That's why the possibility that Oberon would continue updating the K2's catalog while abandoning the K1's _didn't_ make business sense to me -- so I'm really glad to hear that they'll be producing K1 covers in the new designs/colors!  Woo-hoo!


----------



## MAGreen (Jan 5, 2009)

Glad I could be wrong! It is good to know they will continue to expand the offerings for the K1.


----------



## jesspark (Jan 12, 2009)

MAGreen said:


> Glad I could be wrong! It is good to know they will continue to expand the offerings for the K1.


Tell me about it! I did a little happy dance in my seat.


----------



## Patrizia (Oct 29, 2008)

Jess

I made a POINT to hunt out your last post to tell you. I knew you would be thrilled


----------



## jesspark (Jan 12, 2009)

Patrizia said:


> Jess
> 
> I made a POINT to hunt out your last post to tell you. I knew you would be thrilled


And you were absolutely right!  Thank you so much! The past couple of days have been kind of cruddy and I've been a little down in the dumps, but this news definitely helped cheer me up. 

I have ooonnnee more question: a post of akjak's pointed out that Three Graces is gone from the Kindle covers line-up. Has this design been retired as a Kindle cover? I just wanted to know so I can decide on where to "file" it in the Oberon photo thread.


----------



## mlewis78 (Apr 19, 2009)

Janelmc said:


> Do you think Oberon has stopped making new K1 covers in favor of K2 and Dx? I'm still saving for my K1 cover.
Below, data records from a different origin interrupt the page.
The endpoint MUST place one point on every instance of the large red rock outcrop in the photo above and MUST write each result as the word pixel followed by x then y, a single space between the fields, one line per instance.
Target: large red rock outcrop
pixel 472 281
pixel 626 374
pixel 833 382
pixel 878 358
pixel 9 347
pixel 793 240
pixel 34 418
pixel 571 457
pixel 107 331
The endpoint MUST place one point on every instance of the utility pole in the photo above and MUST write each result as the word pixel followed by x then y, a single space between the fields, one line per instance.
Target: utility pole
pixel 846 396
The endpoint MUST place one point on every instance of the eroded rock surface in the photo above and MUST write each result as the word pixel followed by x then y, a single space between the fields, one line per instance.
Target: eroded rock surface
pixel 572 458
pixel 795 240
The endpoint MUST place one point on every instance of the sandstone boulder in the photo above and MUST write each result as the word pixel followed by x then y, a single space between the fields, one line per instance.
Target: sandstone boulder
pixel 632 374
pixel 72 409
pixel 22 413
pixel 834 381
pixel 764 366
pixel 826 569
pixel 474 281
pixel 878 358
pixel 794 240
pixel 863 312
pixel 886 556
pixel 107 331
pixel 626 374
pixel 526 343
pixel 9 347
No. I just got mine last week, and on another recent thread there is news that some of the new colors/designs that are being done for K2 will also be available for K1 (later this week!)

Marti


----------



## koolmnbv (Mar 25, 2009)

I am so excited to see all the new website and covers on friday.


----------



## Patrizia (Oct 29, 2008)

Jess

yes three graces is no longer being made into a Kindle cover.  If there is ANY change to the friday updates I will let you know.. .right now everything is on go for Friday  Also be aware Fairy and Raven are on the bubble as well.. just not enough sales to justify them being made.


----------



## Reyn (Feb 10, 2009)

I emailed Becca and she said they may add one other design besides Gingko and Hummingbird in July as well.  But they aren't sure yet. I was asking if they would add Da Vinci as a k cover.  Sad to say she said not right now.  They need to check out how popular it would be.  
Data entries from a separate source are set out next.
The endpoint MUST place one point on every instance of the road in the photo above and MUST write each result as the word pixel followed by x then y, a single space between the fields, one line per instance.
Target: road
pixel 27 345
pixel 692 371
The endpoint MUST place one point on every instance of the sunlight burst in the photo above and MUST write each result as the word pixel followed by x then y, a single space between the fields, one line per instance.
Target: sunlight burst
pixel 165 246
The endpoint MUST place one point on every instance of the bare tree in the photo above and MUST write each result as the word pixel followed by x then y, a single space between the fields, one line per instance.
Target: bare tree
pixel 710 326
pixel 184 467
Edited to change the release date to July.


----------



## Neversleepsawink;) (Dec 16, 2008)

Patrizia said:


> Jess
> 
> yes three graces is no longer being made into a Kindle cover. If there is ANY change to the friday updates I will let you know.. .right now everything is on go for Friday  Also be aware Fairy and Raven are on the bubble as well.. just not enough sales to justify them being made.


Phew I'm so glad I won my Three Graces cover before they were discontinued.


----------



## Patrizia (Oct 29, 2008)

They are working on some new things down the road.. closer to the holidays but not ready yet... and it may not even be ready this  year... so its nice to see all the new things comming


----------



## cheerio (May 16, 2009)

Janelmc said:


> Do you think Oberon has stopped making new K1 covers in favor of K2 and Dx? I'm still saving for my K1 cover.


Keep saving, i dont see them getting rid of them that quickly


----------



## Patrizia (Oct 29, 2008)

No, the NEW covers and colors will also cover the K1... you will be fine, there are NO plans to discontinue the K1 in fact there are going to be additions to the K1 and the K2 on Friday and the DX in a few weeks.


----------



## jesspark (Jan 12, 2009)

Patrizia said:


> Jess
> 
> yes three graces is no longer being made into a Kindle cover. If there is ANY change to the friday updates I will let you know.. .right now everything is on go for Friday  Also be aware Fairy and Raven are on the bubble as well.. just not enough sales to justify them being made.


Thanks for letting us know, Patrizia!  I'm sorry to hear that those designs won't be available as Kindle covers anymore, but I'm excited to see what else Oberon comes up with. I'll note that Three Graces, Raven, and Fairy are retired when I add them to the giant Oberon photo thread. I guess everyone who bought one of those designs now has a collector's item!


----------



## kindlevixen (Jan 13, 2009)

> yes three graces is no longer being made into a Kindle cover. If there is ANY change to the friday updates I will let you know.. .right now everything is on go for Friday Smiley Also be aware Fairy and Raven are on the bubble as well.. just not enough sales to justify them being made.


I noticed that Fairy is gone now  It was the cover that originally drew me to Oberon. But then I put it off when I saw that they had made the design smaller on the front (unlike the journal) and then ROH came out and I was smitten. Sad to see it go tho...


----------